Sunday, 27 July 2014

BUSIA GOVERNOR BANS POLITICS IN FUNERAL



Busia governor Sospeter Ojaamong has banned politics during funerals because politicians were using such forums to advance their ill motives.

Ojaamong said that his opponent  who lost during the 2013 general elections Vincent Sidai was telling lies against him in funeral forums.


“If you don’t know something, don’t say it. Come to my office and I will show you what projects we have lined up in every sector,” Ojaamong said.

  He said that he will ban politics at funerals adding that he will only allow such debates in his functions and in chief’s meetings.

Ojaamong was speaking over the weekend during the burial of retired clinical officer Sylvester Omukubwa, 70, at Kareu village in Onyunyur location, Teso North sub county.
Sidai, who was trounced by Ojaamong at the March 4 2013 polls provoked the governor when he claimed that money was being returned to the treasury instead of being utilised on development projects.
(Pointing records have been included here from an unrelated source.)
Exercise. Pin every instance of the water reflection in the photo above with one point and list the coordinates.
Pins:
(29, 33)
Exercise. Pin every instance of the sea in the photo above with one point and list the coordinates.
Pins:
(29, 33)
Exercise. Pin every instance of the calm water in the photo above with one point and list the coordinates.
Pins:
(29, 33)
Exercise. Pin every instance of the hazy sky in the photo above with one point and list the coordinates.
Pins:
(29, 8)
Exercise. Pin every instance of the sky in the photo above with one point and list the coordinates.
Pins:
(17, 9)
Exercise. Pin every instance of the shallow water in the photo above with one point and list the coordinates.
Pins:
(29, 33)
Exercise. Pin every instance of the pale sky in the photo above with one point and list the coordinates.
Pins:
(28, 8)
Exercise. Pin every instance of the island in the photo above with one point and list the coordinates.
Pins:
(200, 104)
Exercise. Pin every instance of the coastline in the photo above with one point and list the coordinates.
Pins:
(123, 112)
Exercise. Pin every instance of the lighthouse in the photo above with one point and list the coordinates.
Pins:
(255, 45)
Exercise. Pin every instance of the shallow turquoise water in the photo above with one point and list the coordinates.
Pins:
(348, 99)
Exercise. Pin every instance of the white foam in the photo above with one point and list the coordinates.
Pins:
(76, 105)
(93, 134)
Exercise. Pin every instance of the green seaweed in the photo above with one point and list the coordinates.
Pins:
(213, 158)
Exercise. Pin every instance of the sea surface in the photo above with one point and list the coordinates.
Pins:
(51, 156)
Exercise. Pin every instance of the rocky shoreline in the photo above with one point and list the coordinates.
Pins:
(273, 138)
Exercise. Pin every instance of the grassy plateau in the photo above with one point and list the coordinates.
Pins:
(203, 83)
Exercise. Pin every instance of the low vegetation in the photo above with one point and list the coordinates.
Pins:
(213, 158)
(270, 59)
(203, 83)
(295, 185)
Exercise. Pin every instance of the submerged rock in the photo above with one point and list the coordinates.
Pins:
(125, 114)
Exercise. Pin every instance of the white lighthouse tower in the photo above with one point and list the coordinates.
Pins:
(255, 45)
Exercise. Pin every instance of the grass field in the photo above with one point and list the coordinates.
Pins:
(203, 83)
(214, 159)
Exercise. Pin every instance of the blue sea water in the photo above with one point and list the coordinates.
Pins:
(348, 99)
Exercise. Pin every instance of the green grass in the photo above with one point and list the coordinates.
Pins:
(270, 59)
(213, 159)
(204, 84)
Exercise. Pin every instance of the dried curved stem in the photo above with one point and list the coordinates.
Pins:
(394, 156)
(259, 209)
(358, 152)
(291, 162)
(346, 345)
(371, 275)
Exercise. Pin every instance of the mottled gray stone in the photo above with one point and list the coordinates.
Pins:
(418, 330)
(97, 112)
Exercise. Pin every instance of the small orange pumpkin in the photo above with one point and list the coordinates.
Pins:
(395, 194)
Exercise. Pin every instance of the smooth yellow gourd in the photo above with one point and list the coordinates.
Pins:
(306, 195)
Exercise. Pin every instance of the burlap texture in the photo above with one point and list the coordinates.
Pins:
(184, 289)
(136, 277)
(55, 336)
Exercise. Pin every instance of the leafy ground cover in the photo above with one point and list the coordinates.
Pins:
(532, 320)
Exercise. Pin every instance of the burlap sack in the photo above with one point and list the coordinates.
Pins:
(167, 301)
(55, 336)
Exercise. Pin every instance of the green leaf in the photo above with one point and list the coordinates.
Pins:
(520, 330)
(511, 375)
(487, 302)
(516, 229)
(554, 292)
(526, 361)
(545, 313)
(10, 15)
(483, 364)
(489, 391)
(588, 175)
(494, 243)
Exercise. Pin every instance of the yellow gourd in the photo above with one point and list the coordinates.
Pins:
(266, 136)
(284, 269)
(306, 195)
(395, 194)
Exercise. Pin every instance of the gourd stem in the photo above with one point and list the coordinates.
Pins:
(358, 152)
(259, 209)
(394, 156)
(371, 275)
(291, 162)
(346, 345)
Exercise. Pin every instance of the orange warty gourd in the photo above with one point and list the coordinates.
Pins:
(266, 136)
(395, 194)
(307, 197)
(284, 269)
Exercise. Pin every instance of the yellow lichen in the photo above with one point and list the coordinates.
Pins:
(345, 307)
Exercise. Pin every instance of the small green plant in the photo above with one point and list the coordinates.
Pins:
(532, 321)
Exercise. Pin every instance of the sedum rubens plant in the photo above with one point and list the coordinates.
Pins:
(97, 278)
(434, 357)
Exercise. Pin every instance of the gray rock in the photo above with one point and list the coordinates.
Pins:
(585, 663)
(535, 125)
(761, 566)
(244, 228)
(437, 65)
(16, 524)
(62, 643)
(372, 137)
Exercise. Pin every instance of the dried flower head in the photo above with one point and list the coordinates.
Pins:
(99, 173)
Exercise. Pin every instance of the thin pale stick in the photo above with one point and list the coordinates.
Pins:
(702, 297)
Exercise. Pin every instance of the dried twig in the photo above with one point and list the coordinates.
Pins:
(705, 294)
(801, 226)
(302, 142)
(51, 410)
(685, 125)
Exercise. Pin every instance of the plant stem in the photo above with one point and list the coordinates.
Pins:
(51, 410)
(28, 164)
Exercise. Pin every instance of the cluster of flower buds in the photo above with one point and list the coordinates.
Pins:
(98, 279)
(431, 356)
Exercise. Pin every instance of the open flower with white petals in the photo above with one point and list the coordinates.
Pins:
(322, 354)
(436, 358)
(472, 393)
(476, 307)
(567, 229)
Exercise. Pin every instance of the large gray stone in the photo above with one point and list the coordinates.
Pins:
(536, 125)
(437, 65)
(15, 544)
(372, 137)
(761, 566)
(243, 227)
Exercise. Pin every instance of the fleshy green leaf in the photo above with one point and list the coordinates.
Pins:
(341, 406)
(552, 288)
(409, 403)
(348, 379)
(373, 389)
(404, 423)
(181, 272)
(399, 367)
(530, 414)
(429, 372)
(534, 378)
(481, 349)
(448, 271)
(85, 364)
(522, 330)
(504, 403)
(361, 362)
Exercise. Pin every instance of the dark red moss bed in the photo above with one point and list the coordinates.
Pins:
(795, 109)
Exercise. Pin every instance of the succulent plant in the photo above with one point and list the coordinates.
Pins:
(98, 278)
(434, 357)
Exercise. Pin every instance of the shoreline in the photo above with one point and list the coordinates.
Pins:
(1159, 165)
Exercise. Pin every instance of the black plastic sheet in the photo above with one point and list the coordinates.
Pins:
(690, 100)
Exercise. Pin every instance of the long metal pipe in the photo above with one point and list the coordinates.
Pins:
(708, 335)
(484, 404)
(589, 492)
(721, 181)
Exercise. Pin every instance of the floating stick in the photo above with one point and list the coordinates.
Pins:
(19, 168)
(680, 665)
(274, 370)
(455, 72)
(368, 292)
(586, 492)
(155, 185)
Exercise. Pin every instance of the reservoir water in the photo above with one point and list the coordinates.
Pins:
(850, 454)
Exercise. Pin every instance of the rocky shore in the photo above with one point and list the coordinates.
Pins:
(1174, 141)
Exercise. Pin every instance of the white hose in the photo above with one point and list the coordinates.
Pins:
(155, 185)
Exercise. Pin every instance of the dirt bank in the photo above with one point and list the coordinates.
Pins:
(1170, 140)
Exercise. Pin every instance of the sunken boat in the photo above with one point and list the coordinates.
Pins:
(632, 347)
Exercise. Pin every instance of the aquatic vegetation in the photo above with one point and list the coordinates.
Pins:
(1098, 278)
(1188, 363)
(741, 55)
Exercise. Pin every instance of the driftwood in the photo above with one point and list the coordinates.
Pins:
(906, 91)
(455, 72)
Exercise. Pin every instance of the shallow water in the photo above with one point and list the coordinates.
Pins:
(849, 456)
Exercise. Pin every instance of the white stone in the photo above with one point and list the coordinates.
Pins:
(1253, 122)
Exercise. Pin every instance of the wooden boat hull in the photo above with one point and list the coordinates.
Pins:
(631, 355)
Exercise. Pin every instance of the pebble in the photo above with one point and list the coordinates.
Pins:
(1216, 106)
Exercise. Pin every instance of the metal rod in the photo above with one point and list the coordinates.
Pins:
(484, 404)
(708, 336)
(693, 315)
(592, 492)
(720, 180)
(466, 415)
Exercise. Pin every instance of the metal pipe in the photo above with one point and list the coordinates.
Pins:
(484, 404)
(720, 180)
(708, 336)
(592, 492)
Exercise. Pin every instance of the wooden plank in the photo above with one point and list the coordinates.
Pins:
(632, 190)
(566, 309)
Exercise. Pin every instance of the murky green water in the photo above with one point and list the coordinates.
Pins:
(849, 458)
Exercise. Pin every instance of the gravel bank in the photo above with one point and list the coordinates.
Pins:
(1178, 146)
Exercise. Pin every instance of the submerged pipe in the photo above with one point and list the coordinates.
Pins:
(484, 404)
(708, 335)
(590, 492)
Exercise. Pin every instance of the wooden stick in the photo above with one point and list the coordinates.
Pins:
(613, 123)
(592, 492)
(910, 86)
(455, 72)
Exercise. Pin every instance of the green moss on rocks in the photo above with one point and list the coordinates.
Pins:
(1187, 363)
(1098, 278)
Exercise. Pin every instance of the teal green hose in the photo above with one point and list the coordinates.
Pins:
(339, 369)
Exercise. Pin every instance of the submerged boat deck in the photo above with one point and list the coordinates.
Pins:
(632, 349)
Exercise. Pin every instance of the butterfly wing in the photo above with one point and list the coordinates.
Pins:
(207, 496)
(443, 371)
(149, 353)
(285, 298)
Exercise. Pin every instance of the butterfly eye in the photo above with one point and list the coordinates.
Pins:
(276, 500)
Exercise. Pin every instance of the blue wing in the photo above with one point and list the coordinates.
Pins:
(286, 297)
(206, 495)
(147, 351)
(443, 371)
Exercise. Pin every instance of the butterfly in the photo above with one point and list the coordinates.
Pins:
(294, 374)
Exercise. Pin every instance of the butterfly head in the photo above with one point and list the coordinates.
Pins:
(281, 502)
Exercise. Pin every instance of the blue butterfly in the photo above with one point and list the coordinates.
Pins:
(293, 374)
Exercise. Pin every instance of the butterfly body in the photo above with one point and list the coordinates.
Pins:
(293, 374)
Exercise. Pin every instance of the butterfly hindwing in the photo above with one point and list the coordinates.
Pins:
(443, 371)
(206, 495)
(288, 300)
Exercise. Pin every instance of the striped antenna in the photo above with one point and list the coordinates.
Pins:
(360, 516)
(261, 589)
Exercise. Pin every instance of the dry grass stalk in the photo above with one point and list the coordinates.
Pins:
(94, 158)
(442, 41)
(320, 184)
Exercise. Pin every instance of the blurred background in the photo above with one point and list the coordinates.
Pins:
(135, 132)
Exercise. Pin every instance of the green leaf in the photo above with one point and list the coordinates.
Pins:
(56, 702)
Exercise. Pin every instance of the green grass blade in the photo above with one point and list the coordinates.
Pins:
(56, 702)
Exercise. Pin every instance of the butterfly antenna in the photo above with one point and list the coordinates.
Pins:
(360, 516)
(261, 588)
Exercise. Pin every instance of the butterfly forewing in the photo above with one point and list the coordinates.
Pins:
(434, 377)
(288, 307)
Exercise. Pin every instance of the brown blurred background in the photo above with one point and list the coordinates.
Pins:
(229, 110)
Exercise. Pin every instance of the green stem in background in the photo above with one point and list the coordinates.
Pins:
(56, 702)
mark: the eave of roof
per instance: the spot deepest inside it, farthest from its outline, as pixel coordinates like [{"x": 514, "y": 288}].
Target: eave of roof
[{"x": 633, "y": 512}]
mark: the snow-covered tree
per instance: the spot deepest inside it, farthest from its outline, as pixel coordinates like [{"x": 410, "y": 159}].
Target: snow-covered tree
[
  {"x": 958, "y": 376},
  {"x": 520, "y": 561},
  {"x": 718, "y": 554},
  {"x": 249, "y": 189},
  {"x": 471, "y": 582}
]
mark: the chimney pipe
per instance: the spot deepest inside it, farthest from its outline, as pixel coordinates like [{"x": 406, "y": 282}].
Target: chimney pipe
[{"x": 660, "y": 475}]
“The governor should crack the whip on some members of his executive who are sitting on their jobs and making the execution of his duties difficult,” Sidai said.

He said that the MCAs should do their work of checking the executive but not to work for them adding that the executive work for the governor but not the MCAs.

Ojaamong told his critics to give him time to enable him fulfill the pledges he made during election campaigns by delivering services to the electorate instead of engaging in unnecessary gossips.

“The national government had promised laptops within 100 days but over a year later, the project had not taken off. I also need time to put structures in place,” Ojaamong said.
He said that in 2017, he will go back to the electorate to tell them what he had achieved during is tenure through proper service delivery.

Ojaamong refuted claims by his opponent that Sh507 million had been returned to the exchequer after the county government failed to utilise it.
He said the money was meant for projects and that their payments were awaiting delivery of road equipment, ambulances and upgrading of roads.